There are limited data on resource use for patients with diarrhea, and the few published studies focus on Clostridium difficile-associated diarrhea. For example, a multicenter retrospective study reporting adjusted outcomes found longer ICU (8.3 days vs. 6.6 days; p < 0.01) and hospital stay (13.2 days vs. 8.5 days; p < 0.01) and almost 40% increased total cost for patients with compared to those without C. difficile-associated diarrhea [34]. Nursing workload for diarrhea care has not been addressed so far. In our study, with a low incidence of C. difficile, the average nursing workload for diarrhea care was more than 3 h/patient, with a moderate increase in material costs. However, also in our study, patients with diarrhea spent more days on mechanical ventilation and in the ICU compared to those without. This finding emphasizes the need for more research on potentially preventable factors associated with diarrhea.

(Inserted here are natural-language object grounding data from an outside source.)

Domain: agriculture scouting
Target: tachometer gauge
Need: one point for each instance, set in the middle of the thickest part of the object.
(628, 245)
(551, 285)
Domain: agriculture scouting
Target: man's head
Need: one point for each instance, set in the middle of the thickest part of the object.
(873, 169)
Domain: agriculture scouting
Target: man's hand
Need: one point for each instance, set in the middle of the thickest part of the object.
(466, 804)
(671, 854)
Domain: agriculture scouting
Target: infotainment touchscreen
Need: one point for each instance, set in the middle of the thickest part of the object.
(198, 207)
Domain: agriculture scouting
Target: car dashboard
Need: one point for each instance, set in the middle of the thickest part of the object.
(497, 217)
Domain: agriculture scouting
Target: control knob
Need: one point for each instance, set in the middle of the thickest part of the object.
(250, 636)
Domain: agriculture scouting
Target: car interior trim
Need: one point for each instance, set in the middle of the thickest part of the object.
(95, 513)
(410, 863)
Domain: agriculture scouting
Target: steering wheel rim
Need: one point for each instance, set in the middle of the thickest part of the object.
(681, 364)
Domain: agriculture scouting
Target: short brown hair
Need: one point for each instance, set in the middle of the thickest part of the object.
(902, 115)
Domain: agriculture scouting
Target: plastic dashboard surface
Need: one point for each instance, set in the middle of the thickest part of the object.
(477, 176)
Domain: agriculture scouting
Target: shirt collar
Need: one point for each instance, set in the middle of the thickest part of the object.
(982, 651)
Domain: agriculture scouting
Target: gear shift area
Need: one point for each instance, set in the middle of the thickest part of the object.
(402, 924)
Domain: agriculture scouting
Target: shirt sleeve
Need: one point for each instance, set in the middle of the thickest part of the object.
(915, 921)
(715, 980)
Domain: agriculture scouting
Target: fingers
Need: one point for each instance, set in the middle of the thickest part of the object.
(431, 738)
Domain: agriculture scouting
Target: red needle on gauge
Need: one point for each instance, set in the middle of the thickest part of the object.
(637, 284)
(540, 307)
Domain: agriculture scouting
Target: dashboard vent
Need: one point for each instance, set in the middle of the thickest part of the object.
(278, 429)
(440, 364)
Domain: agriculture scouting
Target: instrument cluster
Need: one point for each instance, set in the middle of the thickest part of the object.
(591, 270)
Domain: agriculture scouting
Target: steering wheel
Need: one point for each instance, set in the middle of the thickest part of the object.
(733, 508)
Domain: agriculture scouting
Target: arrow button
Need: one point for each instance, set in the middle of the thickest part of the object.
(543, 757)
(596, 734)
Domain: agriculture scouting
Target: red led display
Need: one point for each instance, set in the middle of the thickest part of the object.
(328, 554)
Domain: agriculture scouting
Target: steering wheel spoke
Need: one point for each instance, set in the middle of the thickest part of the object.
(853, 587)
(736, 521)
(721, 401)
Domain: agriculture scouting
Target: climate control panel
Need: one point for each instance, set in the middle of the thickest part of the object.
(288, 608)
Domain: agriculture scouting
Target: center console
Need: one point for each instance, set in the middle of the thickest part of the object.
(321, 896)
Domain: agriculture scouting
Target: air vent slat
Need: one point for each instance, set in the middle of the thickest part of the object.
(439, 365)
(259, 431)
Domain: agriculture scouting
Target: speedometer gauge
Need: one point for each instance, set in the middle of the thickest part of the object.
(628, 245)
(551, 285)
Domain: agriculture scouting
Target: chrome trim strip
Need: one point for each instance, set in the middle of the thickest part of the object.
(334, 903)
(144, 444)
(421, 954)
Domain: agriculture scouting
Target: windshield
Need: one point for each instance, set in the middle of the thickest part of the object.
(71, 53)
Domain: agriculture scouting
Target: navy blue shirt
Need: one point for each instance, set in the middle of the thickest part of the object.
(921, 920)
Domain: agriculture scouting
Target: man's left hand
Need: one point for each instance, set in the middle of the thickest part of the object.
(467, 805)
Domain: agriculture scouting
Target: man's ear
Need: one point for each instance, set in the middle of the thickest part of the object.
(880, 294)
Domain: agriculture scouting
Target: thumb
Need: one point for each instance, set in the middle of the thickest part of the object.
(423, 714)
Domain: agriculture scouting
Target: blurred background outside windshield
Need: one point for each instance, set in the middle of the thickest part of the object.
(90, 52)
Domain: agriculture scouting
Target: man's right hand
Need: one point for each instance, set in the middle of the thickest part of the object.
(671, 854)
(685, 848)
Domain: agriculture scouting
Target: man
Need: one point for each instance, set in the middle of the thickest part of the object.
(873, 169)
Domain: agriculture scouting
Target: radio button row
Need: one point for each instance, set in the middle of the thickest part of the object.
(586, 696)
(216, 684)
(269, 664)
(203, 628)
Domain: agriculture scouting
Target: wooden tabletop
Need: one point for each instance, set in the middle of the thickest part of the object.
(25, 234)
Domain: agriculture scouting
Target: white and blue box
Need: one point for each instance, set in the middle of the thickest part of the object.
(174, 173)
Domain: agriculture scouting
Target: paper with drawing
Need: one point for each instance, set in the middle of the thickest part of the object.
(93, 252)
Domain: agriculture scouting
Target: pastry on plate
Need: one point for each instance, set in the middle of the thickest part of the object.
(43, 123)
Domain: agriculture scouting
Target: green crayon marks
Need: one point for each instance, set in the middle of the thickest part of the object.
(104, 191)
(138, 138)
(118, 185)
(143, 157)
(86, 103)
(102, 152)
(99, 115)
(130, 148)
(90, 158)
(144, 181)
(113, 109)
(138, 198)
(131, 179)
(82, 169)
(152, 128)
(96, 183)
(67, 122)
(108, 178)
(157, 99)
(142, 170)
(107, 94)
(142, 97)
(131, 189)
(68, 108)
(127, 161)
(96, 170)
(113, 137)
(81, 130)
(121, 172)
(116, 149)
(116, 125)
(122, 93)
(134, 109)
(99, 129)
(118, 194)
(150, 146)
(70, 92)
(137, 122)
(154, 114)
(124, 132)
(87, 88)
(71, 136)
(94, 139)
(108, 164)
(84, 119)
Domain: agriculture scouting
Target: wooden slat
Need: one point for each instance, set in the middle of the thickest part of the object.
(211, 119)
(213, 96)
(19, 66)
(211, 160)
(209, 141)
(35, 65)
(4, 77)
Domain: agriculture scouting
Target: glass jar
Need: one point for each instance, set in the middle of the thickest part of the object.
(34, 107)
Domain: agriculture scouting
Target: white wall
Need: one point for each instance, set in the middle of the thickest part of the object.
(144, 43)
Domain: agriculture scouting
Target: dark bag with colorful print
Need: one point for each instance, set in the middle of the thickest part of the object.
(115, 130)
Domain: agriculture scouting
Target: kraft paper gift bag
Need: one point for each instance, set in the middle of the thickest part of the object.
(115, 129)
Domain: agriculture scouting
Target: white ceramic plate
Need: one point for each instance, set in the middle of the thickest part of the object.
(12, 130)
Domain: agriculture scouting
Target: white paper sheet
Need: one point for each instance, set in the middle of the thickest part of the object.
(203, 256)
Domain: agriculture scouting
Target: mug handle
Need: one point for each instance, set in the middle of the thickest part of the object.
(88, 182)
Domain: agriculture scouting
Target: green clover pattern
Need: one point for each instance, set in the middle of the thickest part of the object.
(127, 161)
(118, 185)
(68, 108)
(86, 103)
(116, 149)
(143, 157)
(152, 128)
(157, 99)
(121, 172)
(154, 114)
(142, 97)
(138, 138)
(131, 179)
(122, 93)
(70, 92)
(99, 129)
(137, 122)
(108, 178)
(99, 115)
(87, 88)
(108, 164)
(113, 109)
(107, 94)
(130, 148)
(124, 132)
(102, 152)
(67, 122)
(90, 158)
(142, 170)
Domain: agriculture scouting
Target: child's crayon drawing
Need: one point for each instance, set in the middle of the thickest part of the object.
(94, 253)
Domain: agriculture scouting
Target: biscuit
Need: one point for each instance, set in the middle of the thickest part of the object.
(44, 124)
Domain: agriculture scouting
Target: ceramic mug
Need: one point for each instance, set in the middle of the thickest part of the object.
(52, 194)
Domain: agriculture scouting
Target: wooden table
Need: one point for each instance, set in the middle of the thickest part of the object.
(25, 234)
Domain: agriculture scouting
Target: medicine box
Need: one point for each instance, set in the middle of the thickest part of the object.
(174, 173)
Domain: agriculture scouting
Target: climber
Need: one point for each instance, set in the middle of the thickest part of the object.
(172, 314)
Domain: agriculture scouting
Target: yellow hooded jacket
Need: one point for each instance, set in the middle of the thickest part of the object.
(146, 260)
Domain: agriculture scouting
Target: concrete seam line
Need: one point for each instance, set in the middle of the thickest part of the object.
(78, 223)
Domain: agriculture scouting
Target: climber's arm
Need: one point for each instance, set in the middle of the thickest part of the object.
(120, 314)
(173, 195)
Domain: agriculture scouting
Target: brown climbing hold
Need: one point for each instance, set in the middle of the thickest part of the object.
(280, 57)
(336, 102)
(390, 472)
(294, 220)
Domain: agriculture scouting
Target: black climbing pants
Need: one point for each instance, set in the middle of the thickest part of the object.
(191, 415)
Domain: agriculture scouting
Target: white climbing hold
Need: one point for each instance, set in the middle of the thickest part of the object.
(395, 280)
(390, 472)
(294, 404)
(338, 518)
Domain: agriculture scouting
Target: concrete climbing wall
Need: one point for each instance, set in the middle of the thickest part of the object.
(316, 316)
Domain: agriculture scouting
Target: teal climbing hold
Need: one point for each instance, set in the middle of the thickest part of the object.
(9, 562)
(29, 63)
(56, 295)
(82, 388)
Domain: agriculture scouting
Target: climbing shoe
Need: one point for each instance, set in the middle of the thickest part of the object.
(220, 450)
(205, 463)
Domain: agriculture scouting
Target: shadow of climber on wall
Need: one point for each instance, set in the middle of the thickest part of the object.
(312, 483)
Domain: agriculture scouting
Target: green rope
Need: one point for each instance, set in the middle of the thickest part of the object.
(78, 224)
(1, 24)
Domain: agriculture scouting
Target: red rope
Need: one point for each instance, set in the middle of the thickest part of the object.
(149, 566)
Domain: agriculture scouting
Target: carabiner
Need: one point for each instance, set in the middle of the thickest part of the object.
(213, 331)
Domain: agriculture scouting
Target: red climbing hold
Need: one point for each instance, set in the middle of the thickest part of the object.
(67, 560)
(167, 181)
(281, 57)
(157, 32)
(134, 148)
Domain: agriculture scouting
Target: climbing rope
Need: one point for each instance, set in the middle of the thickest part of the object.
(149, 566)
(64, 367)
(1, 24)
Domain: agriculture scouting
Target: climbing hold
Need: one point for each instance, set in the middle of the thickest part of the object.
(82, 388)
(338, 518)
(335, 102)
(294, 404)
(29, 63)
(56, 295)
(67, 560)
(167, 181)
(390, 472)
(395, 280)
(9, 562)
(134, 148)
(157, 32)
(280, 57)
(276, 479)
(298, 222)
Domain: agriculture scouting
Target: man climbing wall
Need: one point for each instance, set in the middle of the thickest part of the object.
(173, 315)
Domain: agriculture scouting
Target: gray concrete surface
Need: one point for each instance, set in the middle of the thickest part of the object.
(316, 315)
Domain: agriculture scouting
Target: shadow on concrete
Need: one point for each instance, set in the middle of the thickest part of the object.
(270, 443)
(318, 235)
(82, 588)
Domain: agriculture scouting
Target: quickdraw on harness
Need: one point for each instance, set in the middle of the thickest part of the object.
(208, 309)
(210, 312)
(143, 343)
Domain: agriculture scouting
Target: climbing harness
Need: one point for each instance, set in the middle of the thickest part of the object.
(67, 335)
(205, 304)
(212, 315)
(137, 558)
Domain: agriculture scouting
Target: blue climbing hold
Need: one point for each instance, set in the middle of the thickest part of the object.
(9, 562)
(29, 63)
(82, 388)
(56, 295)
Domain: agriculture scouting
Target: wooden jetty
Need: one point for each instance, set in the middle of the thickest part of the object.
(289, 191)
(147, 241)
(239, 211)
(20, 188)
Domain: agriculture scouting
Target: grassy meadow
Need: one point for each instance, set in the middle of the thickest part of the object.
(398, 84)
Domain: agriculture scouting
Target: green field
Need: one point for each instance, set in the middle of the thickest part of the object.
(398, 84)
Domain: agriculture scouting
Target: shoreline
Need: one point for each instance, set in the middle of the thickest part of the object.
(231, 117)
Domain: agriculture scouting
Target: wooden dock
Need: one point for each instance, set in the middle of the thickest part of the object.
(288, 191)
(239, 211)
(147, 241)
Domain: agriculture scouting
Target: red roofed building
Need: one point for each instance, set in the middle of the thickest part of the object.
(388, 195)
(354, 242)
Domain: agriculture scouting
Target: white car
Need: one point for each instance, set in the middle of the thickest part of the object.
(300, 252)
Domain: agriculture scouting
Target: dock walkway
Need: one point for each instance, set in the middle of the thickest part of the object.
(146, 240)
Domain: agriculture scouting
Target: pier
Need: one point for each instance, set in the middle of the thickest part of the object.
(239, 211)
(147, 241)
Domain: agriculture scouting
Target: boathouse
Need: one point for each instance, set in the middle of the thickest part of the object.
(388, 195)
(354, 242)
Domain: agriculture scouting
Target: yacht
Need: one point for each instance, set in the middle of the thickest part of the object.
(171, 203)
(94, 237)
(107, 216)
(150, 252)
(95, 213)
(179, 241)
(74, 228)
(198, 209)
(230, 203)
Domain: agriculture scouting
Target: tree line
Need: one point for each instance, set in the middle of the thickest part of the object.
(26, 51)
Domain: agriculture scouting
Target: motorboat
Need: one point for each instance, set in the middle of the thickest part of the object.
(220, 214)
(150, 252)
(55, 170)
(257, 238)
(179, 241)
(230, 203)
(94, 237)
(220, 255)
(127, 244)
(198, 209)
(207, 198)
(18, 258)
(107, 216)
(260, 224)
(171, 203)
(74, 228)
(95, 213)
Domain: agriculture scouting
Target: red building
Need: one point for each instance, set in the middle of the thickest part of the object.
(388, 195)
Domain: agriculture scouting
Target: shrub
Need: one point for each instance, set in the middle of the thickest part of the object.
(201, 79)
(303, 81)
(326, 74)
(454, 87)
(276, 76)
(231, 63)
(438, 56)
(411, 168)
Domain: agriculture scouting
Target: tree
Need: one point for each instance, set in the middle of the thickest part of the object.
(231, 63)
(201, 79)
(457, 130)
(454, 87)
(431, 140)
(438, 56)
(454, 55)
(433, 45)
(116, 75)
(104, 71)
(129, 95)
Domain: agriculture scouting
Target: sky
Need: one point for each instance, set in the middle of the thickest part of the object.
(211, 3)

A limitation of our study is the relatively small number of patients and the frequent use of fecal collectors, although this is clinically indicated and potentially able to decrease nursing workload. This prevented a more detailed analysis of stool frequency. Nevertheless, we can give a reliable estimate of stool events. Not using the fecal collector would have interfered with estimates of diarrhea cost and nursing workload as they occur in our unit.

Conclusions

We found that patients with diarrhea stayed longer in the ICU. This demonstrates that diarrhea is a significant problem in the ICU. While the data of this pilot study do not indicate that modification of the protein and fat content can attenuate the incidence of diarrhea, it does show that a product like Peptamen® AF can effectively deliver a high daily protein amount without overfeeding the ICU patients. More research should be conducted to reduce diarrhea in critically ill ICU long-stayers.